President Ma Ying-jeou (馬英九) yesterday attributed the nation’s recent “diplomatic breakthroughs” to Beijing’s commitment to “soft power,” a term coined by a US academic who was visiting Taiwan.
Since he came into office in 2008, Ma said he had committed himself to improving cross-strait relations and seeking peace and prosperity.
“Mainland China is also developing its soft power,” he said. “I guess both sides must have some kind of consensus so we can see a glimpse of light in cross-strait peace.”
The two sides have been doing their best to avoid war and pursue peace via economy and culture, which are similar to the concept of soft power, he said.
Ma made the remarks while meeting Joseph Nye Jr at the Presidential Office in the morning.
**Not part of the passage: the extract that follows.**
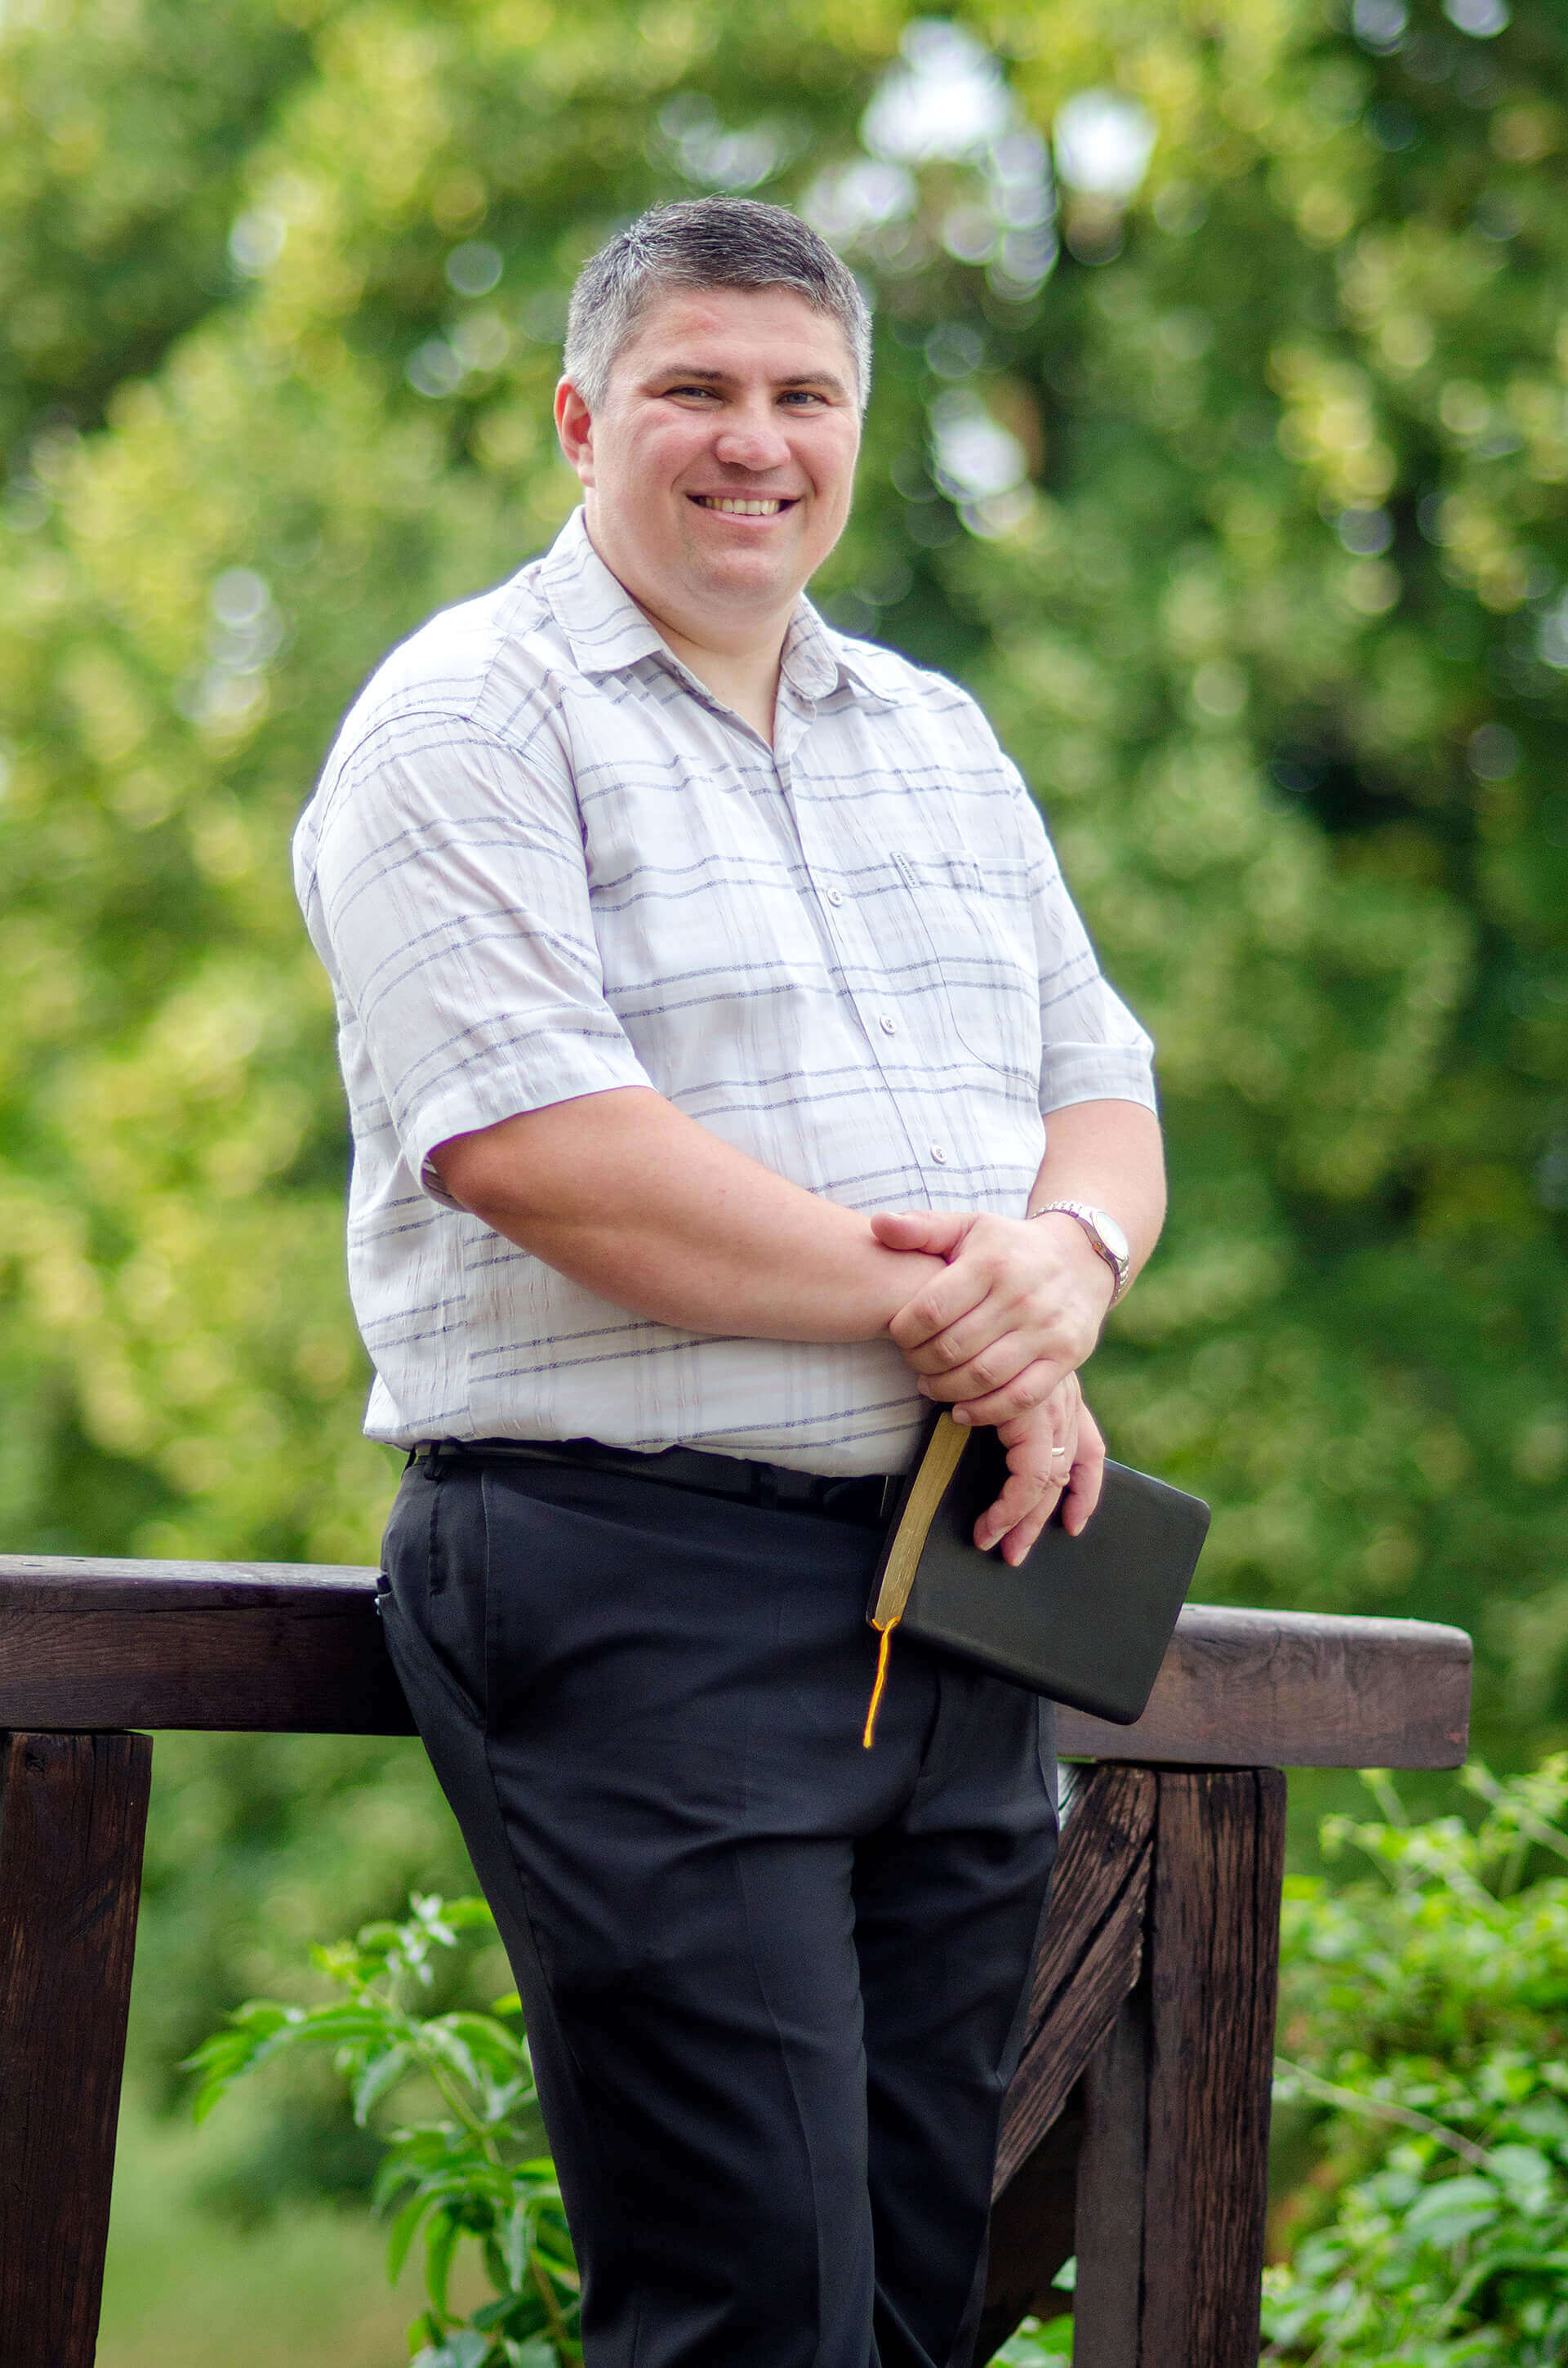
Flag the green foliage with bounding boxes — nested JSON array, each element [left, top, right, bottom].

Nye, in Taiwan for a two-day visit at the invitation of the Global Views Educational Foundation, gave a talk at the Presidential Office and attended a forum entitled “The Powers to Lead” in the afternoon.
During the morning talk, Nye said power has three dimensions: military, economic and soft power.
Despite talk that the rising China is likely to overtake the US by 2030, Nye said he thought it was hard to see China equal the US in military and soft power even if it were equal in size with the US in economic power.
In military power, Nye said China was unlikely to surpass the US in the next two decades, because the US was far ahead, with about half the world’s military expenditure.
In terms of soft power, Nye said China was making major investments through the Confucius Institutes and massive broadcasting projects via global cable TV channels.
However, China has not been getting a good return on its investment, because every time it imprisons someone like Nobel Peace Prize winner Liu Xiaobo (劉曉波), it wastes the billions of dollars it has invested in broadcasting.
“China will never be able to develop soft power to full capacity until it is willing to change its political system,” Nye said.
Nye said power in the 21st century could be thought of as a 3D chessboard. At the top is the military, where the world is unipolar, with the US reigning supreme. The middle board represents the economic sphere, where the world is multipolar. At the bottom is transnational relations and soft power, which are chaotically distributed, he said.
Nye asked how we should deal with China, the world’s second-largest economy. The answer, he said, lies in smart strategies that combine both hard and soft power.
Nye said Taiwan was well on its way to implementing such a smart power strategy. On the one hand, Taiwan must have sufficient military strength; on the other, Taiwan’s ultimate protection lies in its relations with the US, which depends heavily on Taiwan’s soft power, he said.
“Sometimes people will say: ‘Would the Americans make a deal and sell out Taiwan for something that they want from China?’” Nye said.
“The answer is as long as Taiwan stands for democracy and human rights, that will be impossible in American political culture,” he said.
Another dimension to Taiwan’s soft power are the changes occurring inside China, Nye said. Although the changes were not occurring very fast at the top, they certainly were at lower levels, he said.
Nye said he supported the Ma administration’s plan to allow Chinese to study in Taiwan, calling it a good investment and exercise of soft power by which to change the minds of young Chinese.